The Divine Miss M Really Is: Anybody Can Tell You, And Everybody Will

New York Times
October 18, 1993
Divine Miss M Really Is: Anybody Can Tell You, And Everybody Will
By BRUCE WEBER

“I bet you didn’t expect me to look quite this fabulous,” Bette Midler told the Radio City Music Hall crowd, opening her performance one night last week. But in fact she was probably wrong. In the eyes of this crowd and all the others who have flocked to Radio City to “Experience the Divine” (as Ms. Midler’s show is being billed) the past five weeks, she was fabulous before she appeared on stage and remained fabulous all night long. As one woman in the audience said at intermission: “I don’t think my heart can take all this excitement. And she does look good.”

With its gaudy costuming, bawdy burlesquerie and Ms. Midler’s booming balladeering, this is a show that parades a flamboyant star in civility-defying high style, portraying a heightened sense of life’s miseries and joys and celebrating nothing if not fabulousness, a quality maybe not so easy to define but very easy to understand.

When you got it, you got it, and to judge from the record-setting string of full houses Ms. Midler has attracted and the furious ebullience she has elicited from them, it’s a quality a lot of people enjoy basking in. Some 180,000 tickets have been sold for her 30 shows (the last of which is on Saturday), $11 million worth. Never has a single entertainer done so many consecutive performances at Radio City; no one has ever sold so many tickets or brought in so much money, either.

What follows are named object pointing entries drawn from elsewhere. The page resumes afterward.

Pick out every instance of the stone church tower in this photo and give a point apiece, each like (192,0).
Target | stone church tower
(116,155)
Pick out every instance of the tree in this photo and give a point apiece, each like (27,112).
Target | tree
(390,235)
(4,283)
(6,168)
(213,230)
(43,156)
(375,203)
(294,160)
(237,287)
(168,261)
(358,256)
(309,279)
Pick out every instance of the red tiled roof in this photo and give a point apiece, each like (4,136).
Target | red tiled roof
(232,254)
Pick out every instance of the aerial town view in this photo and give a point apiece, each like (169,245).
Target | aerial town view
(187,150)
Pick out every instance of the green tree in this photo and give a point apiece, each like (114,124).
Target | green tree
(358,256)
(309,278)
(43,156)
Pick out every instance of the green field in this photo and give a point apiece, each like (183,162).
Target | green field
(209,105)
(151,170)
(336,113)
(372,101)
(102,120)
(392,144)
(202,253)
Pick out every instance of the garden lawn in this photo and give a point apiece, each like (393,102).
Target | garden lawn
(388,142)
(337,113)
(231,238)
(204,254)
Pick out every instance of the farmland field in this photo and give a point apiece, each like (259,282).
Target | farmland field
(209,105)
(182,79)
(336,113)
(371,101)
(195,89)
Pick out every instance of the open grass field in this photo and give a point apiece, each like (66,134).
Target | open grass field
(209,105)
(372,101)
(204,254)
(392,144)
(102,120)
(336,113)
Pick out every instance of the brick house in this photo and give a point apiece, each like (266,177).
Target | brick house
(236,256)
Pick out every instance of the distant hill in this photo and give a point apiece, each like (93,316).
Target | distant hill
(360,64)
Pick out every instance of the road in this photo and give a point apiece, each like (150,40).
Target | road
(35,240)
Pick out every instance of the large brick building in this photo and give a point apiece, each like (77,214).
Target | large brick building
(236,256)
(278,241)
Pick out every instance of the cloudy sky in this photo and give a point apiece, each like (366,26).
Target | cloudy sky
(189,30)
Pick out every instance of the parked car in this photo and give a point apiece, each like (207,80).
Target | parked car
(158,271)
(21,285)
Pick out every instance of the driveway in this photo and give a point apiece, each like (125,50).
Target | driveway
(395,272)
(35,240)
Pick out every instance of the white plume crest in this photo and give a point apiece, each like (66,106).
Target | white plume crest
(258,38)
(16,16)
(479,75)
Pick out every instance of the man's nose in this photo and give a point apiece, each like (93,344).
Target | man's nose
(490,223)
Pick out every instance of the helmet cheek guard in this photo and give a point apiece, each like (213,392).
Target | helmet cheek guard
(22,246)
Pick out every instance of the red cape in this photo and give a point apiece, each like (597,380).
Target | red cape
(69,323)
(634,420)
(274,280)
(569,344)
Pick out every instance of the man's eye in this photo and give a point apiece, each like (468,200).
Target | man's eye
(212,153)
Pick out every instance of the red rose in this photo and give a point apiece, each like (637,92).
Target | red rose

Who are all these people? Well, let’s scan the crowd on a recent evening. Ms. Midler is known as a performer’s performer, someone the stars come out for. Uh-huh, there’s Tommy Tune, all 6 feet 6 inches of him, decked out in a dark suit and, ever the dancer, calling attention to his feet with his white suede shoes. And like other entertainment divas — Judy Garland and Barbra Streisand, for instance — Ms. Midler has long had a distinctly gay strain among her following, and they’re here in force tonight, too.

“I see we have some leather queens in the house tonight,” Ms. Midler observed from the stage.

And there are the gray-haired men, the bejeweled women, the suits and gowns, most of whom are sitting in the VIP section up front, a privilege they end up paying for by being the butt of several of Ms. Midler’s largely unprintable jokes. And how did they get these seats?

“My husband used to be Bette Midler’s pilot,” said one woman who would not give her name.

But really, Ms. Midler’s fans are notable for being an eclectic bunch, and what’s sort of delightful is that the hottest ticket in town isn’t being sold to a crowd that could exactly be called hip. (Overheard in the lobby, a conversation referring to Ms. Midler’s famous cover of a song by Bobby Freeman: “Who sang ‘Do You Wanna Dance?’ before her?” “The Beatles, I think.”) The demeanor for such a large crowd at such a high-energy performance was remarkably subdued and orderly. The average age was well over 30, the sense of fashion was suburban. (Even the leather queens were relatively dolled down.) In the chitchat between songs and at intermission, there was a lot of Lawn Guyland in the air.

There also appeared to be as many T-shirts and work boots as pin-striped suits and Ballys. A random survey in the rear of the orchestra unearthed a democratic mix that included Marilyn Kimmelman, a college dean from Philadelphia whom the seating gods had placed next to Joey Decuzzi, a plasterer from Queens. They had each come to the show with other people, but by intermission they were compatriot fans. And when they and their dates were asked collectively what had brought them to the show, Ms. Kimmelman answered for everyone, using wisdom borrowed from Mr. Decuzzi.

“He said it best,” Ms. Kimmelman said. “She does it all.”

Several people spoke to the question of Ms. Midler’s appeal. One gay man who had seen the show three times said he became a Bette Midler fan several years ago when he was emerging from the closet. (He wasn’t quite ready to announce this in the newspaper, however, so he requested anonymity.) ‘She Made It a Lot Easier’

“She spoke in her show about loneliness, about friends,” he said. “And I remember being so overwhelmed by her: her music, her style, her personality on stage, that mixture of being cantankerous and rude. She made it a lot easier for me coming out. She seemed like someone who really understood the problems of getting free. You know the song ‘I Shall Be Released‘? When she sang it, I felt that finally, after so many years of despair and not being able to talk about it, well, the song was very important to me.”

Another man, who would identify himself only as Bill, said: “I had the feeling there were a lot of lonely people in the crowd, and I believe they got a genuine, true emotional connection, a bit of an uplift from sharing in it. In a world of cynicism, I buy her. She’s telling the truth emotionally.”

That would seem to be a view shared by Tommy Tune, who outside Radio City after the show actually looked a little dewy-eyed.

“She’s my favorite entertainer,” Mr. Tune said. “And tonight was a very special night. It was such a personal performance.” So was he one of those people who had been to the show more than once?

“No, I had to wait,” he said. “I couldn’t get in.”